Book blog

1000 before 30 #50: Like Water for Chocolate – Laura Esquivel

In which Esquivel provides a distinctly disturbing portrait of true love

Tita, the youngest daughter of a Mexican family, is in love with Pedro. Pedro is in love with Tita. So far so good. But for some absurd reason, Tita’s mother insists that her role in life is to take care of her until she is dead. This means no marriage, and no Pedro.

However, they manage to reach a peculiar and unsatisfactory compromise – Pedro is to marry Tita’s sister Rosaura instead, to stay close to her.

The only way that Tita is able to show her love for Pedro is through cooking marvellous and magical dishes that appear in the form of recipes throughout the chapters.

But the thing is, I couldn’t get over the fact that the whole premise of the book is stupid. Why would Pedro marry Rosaura when that would only make three people miserable rather than two?

Couldn’t they have run away like Tita’s eldest sister Gertrudis, who after eating her sister’s passionate dish (inspired by a steamy scene in the kitchen that made me snort with laughter) shed all clothing and jumped on a horse with a soldier (Juan) and gallop away? They didn’t even have to make it that dramatic. They could have caught a train.

But this is the thing, although Tita’s mother (Mama Elena) acts as if they must obey the rules she sets out, it becomes evident that she was married against her will and is only bitter. She should get off her high horse – Gertrudis was her illegitimate child!

Tita is a weak and rather pathetic character, who makes up in magic what she lacks in courage. Thing is, cooking up a spring chicken doesn’t mean things are fine and dandy. Cooking is great but can’t solve her problem.

She also doesn’t want to forgive Rosaura for having married the love of her life, despite the fact that her sister wasn’t given a lot of options. She then lives under the same roof, making love to her sister’s husband through culinary means, and watches as Rosaura fails at marriage, children and finally health. In fact, sge can’t even breastfeed her own children while Tita can. Why? The whole thing seemed rather unfair.

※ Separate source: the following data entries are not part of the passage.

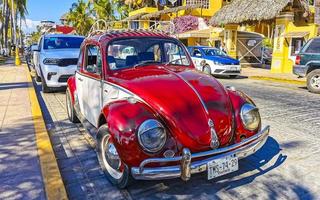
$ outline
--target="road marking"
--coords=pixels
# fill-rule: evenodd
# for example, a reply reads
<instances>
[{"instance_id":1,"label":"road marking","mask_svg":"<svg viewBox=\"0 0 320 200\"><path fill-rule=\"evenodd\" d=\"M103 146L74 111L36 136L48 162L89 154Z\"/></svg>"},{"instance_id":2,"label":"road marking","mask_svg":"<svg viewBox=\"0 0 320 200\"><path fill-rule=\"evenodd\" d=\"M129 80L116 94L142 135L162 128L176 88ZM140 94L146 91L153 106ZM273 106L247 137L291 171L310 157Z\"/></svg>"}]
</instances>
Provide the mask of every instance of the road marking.
<instances>
[{"instance_id":1,"label":"road marking","mask_svg":"<svg viewBox=\"0 0 320 200\"><path fill-rule=\"evenodd\" d=\"M249 76L249 79L273 81L273 82L279 82L279 83L290 83L290 84L296 84L296 85L306 85L306 81L298 81L298 80L290 80L290 79L282 79L282 78L266 77L266 76Z\"/></svg>"},{"instance_id":2,"label":"road marking","mask_svg":"<svg viewBox=\"0 0 320 200\"><path fill-rule=\"evenodd\" d=\"M27 67L25 66L25 69ZM29 99L31 104L36 143L41 166L46 197L49 200L68 199L61 174L58 168L56 157L51 145L51 141L45 126L41 108L37 99L35 88L31 79L31 74L27 73L29 87Z\"/></svg>"}]
</instances>

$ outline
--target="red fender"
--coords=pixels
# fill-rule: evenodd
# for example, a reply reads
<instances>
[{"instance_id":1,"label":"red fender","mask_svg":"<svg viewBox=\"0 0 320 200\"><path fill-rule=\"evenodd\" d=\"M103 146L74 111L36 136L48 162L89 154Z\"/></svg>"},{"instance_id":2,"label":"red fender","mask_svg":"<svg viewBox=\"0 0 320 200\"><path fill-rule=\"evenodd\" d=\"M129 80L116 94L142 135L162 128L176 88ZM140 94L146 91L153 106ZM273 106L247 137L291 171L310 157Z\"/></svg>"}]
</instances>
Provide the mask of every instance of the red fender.
<instances>
[{"instance_id":1,"label":"red fender","mask_svg":"<svg viewBox=\"0 0 320 200\"><path fill-rule=\"evenodd\" d=\"M144 103L120 100L106 105L102 114L121 160L129 167L137 167L147 158L163 157L164 151L168 149L173 150L174 153L179 152L177 143L168 130L166 130L167 142L160 152L151 155L143 151L136 134L140 124L147 119L159 120ZM163 125L165 126L164 123Z\"/></svg>"},{"instance_id":2,"label":"red fender","mask_svg":"<svg viewBox=\"0 0 320 200\"><path fill-rule=\"evenodd\" d=\"M245 103L251 103L253 105L254 102L251 100L250 97L248 97L245 93L239 92L239 91L232 91L232 90L227 90L230 100L233 105L233 110L234 110L234 115L235 115L235 122L236 122L236 134L235 134L235 142L238 143L241 141L241 137L251 137L258 133L261 129L261 124L259 128L255 131L250 131L245 129L245 127L242 124L242 120L240 117L240 112L241 108Z\"/></svg>"},{"instance_id":3,"label":"red fender","mask_svg":"<svg viewBox=\"0 0 320 200\"><path fill-rule=\"evenodd\" d=\"M71 94L71 101L72 104L74 104L74 93L77 89L76 87L76 78L75 76L71 76L67 81L67 87L69 88L70 94Z\"/></svg>"}]
</instances>

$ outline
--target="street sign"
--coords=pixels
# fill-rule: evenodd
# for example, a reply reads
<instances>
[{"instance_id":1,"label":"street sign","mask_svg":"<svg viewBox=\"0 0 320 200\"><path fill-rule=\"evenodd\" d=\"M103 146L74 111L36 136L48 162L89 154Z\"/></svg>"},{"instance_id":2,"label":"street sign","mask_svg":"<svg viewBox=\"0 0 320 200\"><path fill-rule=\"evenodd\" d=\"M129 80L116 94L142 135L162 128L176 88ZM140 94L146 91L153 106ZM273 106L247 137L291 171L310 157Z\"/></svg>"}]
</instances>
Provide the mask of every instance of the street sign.
<instances>
[{"instance_id":1,"label":"street sign","mask_svg":"<svg viewBox=\"0 0 320 200\"><path fill-rule=\"evenodd\" d=\"M320 0L315 0L314 9L314 23L320 25Z\"/></svg>"}]
</instances>

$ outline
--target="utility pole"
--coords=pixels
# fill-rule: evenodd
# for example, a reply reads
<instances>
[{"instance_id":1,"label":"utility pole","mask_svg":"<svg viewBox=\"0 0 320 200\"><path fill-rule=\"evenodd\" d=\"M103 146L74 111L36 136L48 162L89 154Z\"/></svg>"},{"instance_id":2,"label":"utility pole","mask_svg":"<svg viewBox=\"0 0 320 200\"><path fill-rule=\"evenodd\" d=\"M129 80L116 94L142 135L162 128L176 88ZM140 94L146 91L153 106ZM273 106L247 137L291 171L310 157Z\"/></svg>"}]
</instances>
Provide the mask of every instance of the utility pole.
<instances>
[{"instance_id":1,"label":"utility pole","mask_svg":"<svg viewBox=\"0 0 320 200\"><path fill-rule=\"evenodd\" d=\"M19 57L19 46L17 44L17 30L16 30L16 15L15 15L15 12L14 12L14 2L13 0L11 0L11 10L12 10L12 24L13 24L13 43L14 43L14 46L15 46L15 64L16 65L21 65L21 60L20 60L20 57Z\"/></svg>"}]
</instances>

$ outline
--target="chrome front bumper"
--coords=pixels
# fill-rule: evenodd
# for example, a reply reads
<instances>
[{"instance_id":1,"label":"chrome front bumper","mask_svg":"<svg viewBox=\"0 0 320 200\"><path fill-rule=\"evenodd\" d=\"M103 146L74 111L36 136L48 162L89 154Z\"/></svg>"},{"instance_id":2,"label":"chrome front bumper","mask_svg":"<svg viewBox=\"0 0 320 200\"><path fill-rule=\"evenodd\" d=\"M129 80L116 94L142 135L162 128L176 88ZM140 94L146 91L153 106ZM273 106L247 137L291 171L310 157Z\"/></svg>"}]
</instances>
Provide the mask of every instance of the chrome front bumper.
<instances>
[{"instance_id":1,"label":"chrome front bumper","mask_svg":"<svg viewBox=\"0 0 320 200\"><path fill-rule=\"evenodd\" d=\"M245 158L256 151L258 151L267 141L270 127L267 126L254 136L243 140L240 143L205 151L200 153L191 154L188 148L184 148L182 156L172 158L150 158L141 162L139 167L132 167L131 174L137 180L162 180L181 177L182 180L189 180L191 174L203 172L207 170L208 162L229 156L236 155L238 159ZM194 161L194 158L208 157L204 160ZM168 167L145 167L150 163L167 163L180 161L180 165Z\"/></svg>"}]
</instances>

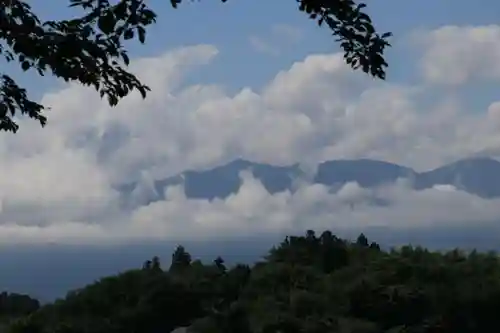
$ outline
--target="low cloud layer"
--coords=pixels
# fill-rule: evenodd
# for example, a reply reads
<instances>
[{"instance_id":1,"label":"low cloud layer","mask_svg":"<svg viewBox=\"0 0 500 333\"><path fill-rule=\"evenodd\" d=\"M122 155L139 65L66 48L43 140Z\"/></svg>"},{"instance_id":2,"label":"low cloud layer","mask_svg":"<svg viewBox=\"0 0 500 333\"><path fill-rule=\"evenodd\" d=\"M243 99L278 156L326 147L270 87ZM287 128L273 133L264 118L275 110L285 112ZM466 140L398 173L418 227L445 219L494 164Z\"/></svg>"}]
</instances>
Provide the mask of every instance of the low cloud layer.
<instances>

After some time, Tita catches the eye of the local doctor, John Brown, and leads him on mercilessly until practically the day of their wedding, all the while making Pedro insanely jealous.

At the end, what I’m sure is intended as a love story that trumps all odds comes across as an excercise in selfishness and cowardice. Maybe I’m too modern, but their obstacles for being together seem less ludicrous than the magic in the book.